The presence of Others Within who subtracted none of her attention from what went on around her had filled her with awe. We call it Simulflow, Speaker had said. Simulflow multiplies your awareness. When she had tried to explain this to the Rabbi, he had reacted in anger.
"You have been tainted by unclean thoughts!"
They had been in the Rabbi's study late at night. "Stealing time from the days alloted us," he called it. The study was an underground room, its walls lined with old books, ridulian crystals, scrolls. The room was protected from probes by the best Ixian devices and they had been modified by his own people to improve them.

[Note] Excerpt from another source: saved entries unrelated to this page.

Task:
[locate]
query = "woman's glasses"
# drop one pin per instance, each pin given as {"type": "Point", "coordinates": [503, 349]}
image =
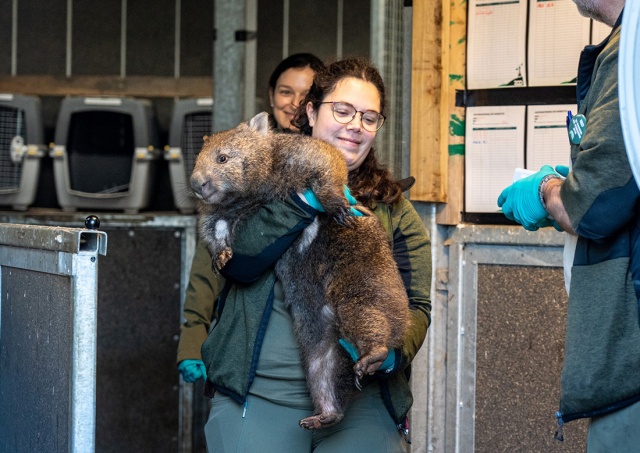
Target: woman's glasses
{"type": "Point", "coordinates": [344, 113]}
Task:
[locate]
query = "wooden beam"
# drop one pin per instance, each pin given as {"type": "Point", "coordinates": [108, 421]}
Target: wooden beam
{"type": "Point", "coordinates": [141, 86]}
{"type": "Point", "coordinates": [428, 163]}
{"type": "Point", "coordinates": [454, 41]}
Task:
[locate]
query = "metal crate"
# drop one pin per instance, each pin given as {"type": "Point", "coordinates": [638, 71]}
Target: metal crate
{"type": "Point", "coordinates": [21, 149]}
{"type": "Point", "coordinates": [48, 307]}
{"type": "Point", "coordinates": [190, 122]}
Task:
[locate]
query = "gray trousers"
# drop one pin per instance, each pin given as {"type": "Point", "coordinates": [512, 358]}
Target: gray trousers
{"type": "Point", "coordinates": [264, 426]}
{"type": "Point", "coordinates": [618, 432]}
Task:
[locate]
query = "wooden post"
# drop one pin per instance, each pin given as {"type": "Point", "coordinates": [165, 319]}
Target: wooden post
{"type": "Point", "coordinates": [428, 162]}
{"type": "Point", "coordinates": [454, 41]}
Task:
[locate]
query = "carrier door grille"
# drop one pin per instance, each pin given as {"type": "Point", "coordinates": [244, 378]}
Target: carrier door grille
{"type": "Point", "coordinates": [195, 127]}
{"type": "Point", "coordinates": [12, 125]}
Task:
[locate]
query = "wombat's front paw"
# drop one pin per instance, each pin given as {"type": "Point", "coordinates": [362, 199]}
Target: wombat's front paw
{"type": "Point", "coordinates": [223, 257]}
{"type": "Point", "coordinates": [346, 218]}
{"type": "Point", "coordinates": [369, 363]}
{"type": "Point", "coordinates": [320, 421]}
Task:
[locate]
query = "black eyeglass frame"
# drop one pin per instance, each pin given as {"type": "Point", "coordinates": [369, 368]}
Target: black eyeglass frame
{"type": "Point", "coordinates": [355, 112]}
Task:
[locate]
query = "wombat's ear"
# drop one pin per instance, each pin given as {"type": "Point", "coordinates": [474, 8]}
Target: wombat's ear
{"type": "Point", "coordinates": [260, 123]}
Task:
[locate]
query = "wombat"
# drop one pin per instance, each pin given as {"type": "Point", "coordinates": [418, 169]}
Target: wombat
{"type": "Point", "coordinates": [339, 278]}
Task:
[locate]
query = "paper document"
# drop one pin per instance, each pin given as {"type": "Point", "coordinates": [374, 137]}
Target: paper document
{"type": "Point", "coordinates": [557, 35]}
{"type": "Point", "coordinates": [496, 47]}
{"type": "Point", "coordinates": [599, 32]}
{"type": "Point", "coordinates": [547, 136]}
{"type": "Point", "coordinates": [494, 147]}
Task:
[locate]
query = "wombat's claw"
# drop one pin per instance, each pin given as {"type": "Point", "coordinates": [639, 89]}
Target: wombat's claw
{"type": "Point", "coordinates": [223, 257]}
{"type": "Point", "coordinates": [345, 219]}
{"type": "Point", "coordinates": [320, 421]}
{"type": "Point", "coordinates": [358, 385]}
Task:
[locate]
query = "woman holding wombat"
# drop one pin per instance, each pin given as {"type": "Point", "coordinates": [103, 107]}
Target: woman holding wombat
{"type": "Point", "coordinates": [289, 84]}
{"type": "Point", "coordinates": [252, 356]}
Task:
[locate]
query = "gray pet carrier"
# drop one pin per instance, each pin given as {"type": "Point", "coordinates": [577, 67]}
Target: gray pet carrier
{"type": "Point", "coordinates": [21, 149]}
{"type": "Point", "coordinates": [104, 153]}
{"type": "Point", "coordinates": [190, 122]}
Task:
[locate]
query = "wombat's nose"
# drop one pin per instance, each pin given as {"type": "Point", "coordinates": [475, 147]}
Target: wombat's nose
{"type": "Point", "coordinates": [197, 183]}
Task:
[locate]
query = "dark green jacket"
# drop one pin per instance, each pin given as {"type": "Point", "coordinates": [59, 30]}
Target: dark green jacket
{"type": "Point", "coordinates": [232, 349]}
{"type": "Point", "coordinates": [602, 348]}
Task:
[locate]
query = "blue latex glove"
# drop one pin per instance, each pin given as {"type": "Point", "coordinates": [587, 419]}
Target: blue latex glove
{"type": "Point", "coordinates": [313, 201]}
{"type": "Point", "coordinates": [521, 201]}
{"type": "Point", "coordinates": [192, 370]}
{"type": "Point", "coordinates": [387, 365]}
{"type": "Point", "coordinates": [563, 170]}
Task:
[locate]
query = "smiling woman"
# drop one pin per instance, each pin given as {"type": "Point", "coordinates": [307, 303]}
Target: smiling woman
{"type": "Point", "coordinates": [289, 84]}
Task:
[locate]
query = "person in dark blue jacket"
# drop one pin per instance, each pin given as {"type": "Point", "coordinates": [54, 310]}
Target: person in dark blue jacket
{"type": "Point", "coordinates": [597, 205]}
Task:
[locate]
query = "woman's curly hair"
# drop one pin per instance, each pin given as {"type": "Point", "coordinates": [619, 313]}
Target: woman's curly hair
{"type": "Point", "coordinates": [370, 182]}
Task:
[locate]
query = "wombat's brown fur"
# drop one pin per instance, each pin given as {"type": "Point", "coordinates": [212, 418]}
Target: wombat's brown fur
{"type": "Point", "coordinates": [338, 281]}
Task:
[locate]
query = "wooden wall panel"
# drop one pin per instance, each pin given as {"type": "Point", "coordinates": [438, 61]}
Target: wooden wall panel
{"type": "Point", "coordinates": [428, 163]}
{"type": "Point", "coordinates": [454, 41]}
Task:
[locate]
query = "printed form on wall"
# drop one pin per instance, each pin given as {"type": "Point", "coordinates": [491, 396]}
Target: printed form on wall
{"type": "Point", "coordinates": [557, 35]}
{"type": "Point", "coordinates": [599, 31]}
{"type": "Point", "coordinates": [496, 43]}
{"type": "Point", "coordinates": [547, 136]}
{"type": "Point", "coordinates": [494, 148]}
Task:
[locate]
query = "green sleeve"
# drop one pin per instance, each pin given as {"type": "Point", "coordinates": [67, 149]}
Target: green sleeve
{"type": "Point", "coordinates": [201, 295]}
{"type": "Point", "coordinates": [412, 251]}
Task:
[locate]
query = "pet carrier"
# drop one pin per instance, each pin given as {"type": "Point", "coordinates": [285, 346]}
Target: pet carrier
{"type": "Point", "coordinates": [104, 153]}
{"type": "Point", "coordinates": [21, 149]}
{"type": "Point", "coordinates": [190, 122]}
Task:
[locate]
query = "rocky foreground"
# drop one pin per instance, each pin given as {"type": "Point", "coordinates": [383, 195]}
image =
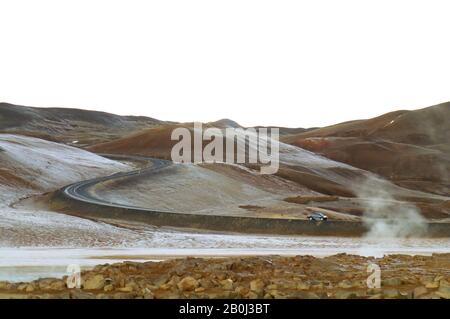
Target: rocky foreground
{"type": "Point", "coordinates": [340, 276]}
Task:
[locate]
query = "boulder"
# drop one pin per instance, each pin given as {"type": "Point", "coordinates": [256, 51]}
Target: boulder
{"type": "Point", "coordinates": [94, 283]}
{"type": "Point", "coordinates": [257, 286]}
{"type": "Point", "coordinates": [420, 291]}
{"type": "Point", "coordinates": [188, 284]}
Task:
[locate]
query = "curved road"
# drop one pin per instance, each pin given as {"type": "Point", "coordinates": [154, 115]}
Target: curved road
{"type": "Point", "coordinates": [80, 190]}
{"type": "Point", "coordinates": [96, 207]}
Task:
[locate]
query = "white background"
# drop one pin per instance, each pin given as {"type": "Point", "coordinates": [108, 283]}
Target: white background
{"type": "Point", "coordinates": [288, 63]}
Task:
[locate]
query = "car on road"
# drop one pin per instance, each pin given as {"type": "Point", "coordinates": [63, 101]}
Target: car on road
{"type": "Point", "coordinates": [317, 216]}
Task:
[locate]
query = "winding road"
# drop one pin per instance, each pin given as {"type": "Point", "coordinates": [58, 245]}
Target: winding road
{"type": "Point", "coordinates": [80, 191]}
{"type": "Point", "coordinates": [80, 200]}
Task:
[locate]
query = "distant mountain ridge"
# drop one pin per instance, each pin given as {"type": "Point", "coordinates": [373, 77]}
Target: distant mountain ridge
{"type": "Point", "coordinates": [68, 125]}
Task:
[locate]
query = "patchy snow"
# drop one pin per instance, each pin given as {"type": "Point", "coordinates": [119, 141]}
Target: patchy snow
{"type": "Point", "coordinates": [30, 164]}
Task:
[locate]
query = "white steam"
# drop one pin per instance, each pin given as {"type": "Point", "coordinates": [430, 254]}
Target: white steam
{"type": "Point", "coordinates": [386, 217]}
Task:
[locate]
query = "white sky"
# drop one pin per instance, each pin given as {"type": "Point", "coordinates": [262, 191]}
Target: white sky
{"type": "Point", "coordinates": [287, 63]}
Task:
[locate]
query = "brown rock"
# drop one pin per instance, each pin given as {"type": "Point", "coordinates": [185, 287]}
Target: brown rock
{"type": "Point", "coordinates": [94, 283]}
{"type": "Point", "coordinates": [188, 284]}
{"type": "Point", "coordinates": [257, 286]}
{"type": "Point", "coordinates": [227, 284]}
{"type": "Point", "coordinates": [419, 291]}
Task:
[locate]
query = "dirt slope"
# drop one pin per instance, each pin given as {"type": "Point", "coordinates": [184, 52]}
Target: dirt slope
{"type": "Point", "coordinates": [410, 148]}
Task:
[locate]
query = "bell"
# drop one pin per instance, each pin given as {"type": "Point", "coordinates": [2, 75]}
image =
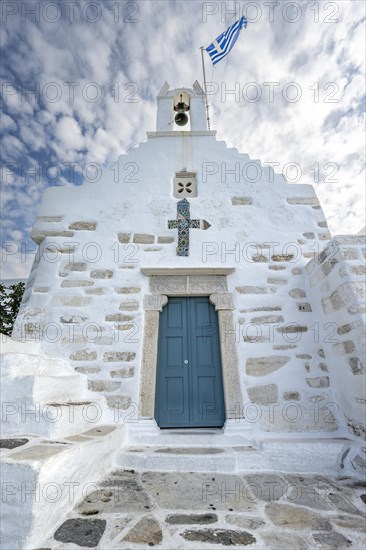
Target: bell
{"type": "Point", "coordinates": [181, 118]}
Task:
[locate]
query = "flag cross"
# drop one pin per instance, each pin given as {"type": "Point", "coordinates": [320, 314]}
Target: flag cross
{"type": "Point", "coordinates": [184, 223]}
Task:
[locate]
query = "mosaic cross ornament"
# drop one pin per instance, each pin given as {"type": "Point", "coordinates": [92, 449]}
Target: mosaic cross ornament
{"type": "Point", "coordinates": [184, 223]}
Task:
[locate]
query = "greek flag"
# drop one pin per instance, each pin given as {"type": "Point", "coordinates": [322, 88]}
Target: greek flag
{"type": "Point", "coordinates": [224, 43]}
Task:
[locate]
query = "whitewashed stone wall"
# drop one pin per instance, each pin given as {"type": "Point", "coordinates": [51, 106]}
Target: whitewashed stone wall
{"type": "Point", "coordinates": [337, 282]}
{"type": "Point", "coordinates": [84, 298]}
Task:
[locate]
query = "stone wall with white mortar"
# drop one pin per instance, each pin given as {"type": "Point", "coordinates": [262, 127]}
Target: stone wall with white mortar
{"type": "Point", "coordinates": [84, 297]}
{"type": "Point", "coordinates": [337, 283]}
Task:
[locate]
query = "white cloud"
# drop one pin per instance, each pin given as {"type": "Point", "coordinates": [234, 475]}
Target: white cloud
{"type": "Point", "coordinates": [164, 45]}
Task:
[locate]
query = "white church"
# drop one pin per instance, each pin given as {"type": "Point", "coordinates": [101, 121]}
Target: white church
{"type": "Point", "coordinates": [186, 308]}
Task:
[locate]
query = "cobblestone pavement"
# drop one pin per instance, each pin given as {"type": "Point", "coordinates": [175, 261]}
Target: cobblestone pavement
{"type": "Point", "coordinates": [201, 510]}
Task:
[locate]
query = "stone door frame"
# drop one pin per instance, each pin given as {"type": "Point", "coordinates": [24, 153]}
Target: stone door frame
{"type": "Point", "coordinates": [164, 283]}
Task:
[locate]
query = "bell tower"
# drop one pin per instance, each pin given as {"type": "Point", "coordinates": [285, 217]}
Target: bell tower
{"type": "Point", "coordinates": [182, 109]}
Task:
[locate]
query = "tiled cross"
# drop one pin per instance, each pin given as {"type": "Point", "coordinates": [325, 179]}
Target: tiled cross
{"type": "Point", "coordinates": [184, 223]}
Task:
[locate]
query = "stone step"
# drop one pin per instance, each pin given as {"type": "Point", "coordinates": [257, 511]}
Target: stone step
{"type": "Point", "coordinates": [313, 456]}
{"type": "Point", "coordinates": [191, 459]}
{"type": "Point", "coordinates": [197, 437]}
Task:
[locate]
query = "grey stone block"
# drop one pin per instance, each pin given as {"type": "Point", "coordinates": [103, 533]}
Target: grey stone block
{"type": "Point", "coordinates": [83, 226]}
{"type": "Point", "coordinates": [263, 394]}
{"type": "Point", "coordinates": [318, 382]}
{"type": "Point", "coordinates": [143, 238]}
{"type": "Point", "coordinates": [261, 366]}
{"type": "Point", "coordinates": [83, 355]}
{"type": "Point", "coordinates": [101, 274]}
{"type": "Point", "coordinates": [241, 201]}
{"type": "Point", "coordinates": [103, 385]}
{"type": "Point", "coordinates": [115, 356]}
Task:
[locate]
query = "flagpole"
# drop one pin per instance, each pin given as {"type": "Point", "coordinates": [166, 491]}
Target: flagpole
{"type": "Point", "coordinates": [205, 87]}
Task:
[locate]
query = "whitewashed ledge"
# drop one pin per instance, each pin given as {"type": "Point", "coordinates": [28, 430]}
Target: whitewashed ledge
{"type": "Point", "coordinates": [43, 479]}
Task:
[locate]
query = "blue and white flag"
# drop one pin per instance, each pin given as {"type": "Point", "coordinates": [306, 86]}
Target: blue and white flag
{"type": "Point", "coordinates": [224, 43]}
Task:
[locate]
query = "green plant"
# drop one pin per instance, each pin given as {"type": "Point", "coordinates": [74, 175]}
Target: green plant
{"type": "Point", "coordinates": [10, 299]}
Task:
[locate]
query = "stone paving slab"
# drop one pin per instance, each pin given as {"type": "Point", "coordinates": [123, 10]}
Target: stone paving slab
{"type": "Point", "coordinates": [196, 511]}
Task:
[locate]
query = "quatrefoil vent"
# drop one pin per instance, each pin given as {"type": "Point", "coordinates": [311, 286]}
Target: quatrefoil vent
{"type": "Point", "coordinates": [184, 185]}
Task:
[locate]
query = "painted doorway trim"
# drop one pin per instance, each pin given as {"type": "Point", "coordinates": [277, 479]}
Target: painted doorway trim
{"type": "Point", "coordinates": [163, 286]}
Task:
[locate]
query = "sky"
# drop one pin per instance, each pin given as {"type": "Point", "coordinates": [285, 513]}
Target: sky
{"type": "Point", "coordinates": [79, 81]}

She was allowed to sit beside his desk at such times while he leaned back in an old chair. A glowglobe placed low beside him cast an antique yellow light on his bearded face, glinting off the spectacles he wore almost as badge of office.
Rebecca pretended confusion. "But you sa
id it was required of us to save this treasure from Lampadas. Have the Bene Gesserit not been honorable with us?"
She saw the worry in his eyes. "You heard Levi talking yesterday of the questions being asked here. Why did the Bene Gesserit witch come to us? That is what they ask."
"Our story is consistent and believable," Rebecca protested. "The Sisters have taught us ways that even Truthsay cannot penetrate."
"I don't know ... I don't know." The Rabbi shook his head sadly. "What is a lie? What is truth? Do we condemn ourselves with our own mouths?"
"It is pogrom that we resist, Rabbi!" That usually stiffened his resolve.
"Cossacks! Yes, you are right, daughter. There have been cossacks in every age and we are not the only ones who have felt their knouts and swords as they rode into the village with murder in their hearts."
It was odd, Rebecca thought, how he managed to give the impression that these events were of recent occurrence and that his eyes had seen them. Never to forgive, never to forget. Lidiche was yesterday. What a powerful thing that was in the memory of Secret Israel. Pogrom! Almost as powerful in its continuity as these Bene Gesserit presences she carried in her awareness. Almost. That was the thing the Rabbi resisted, she told herself.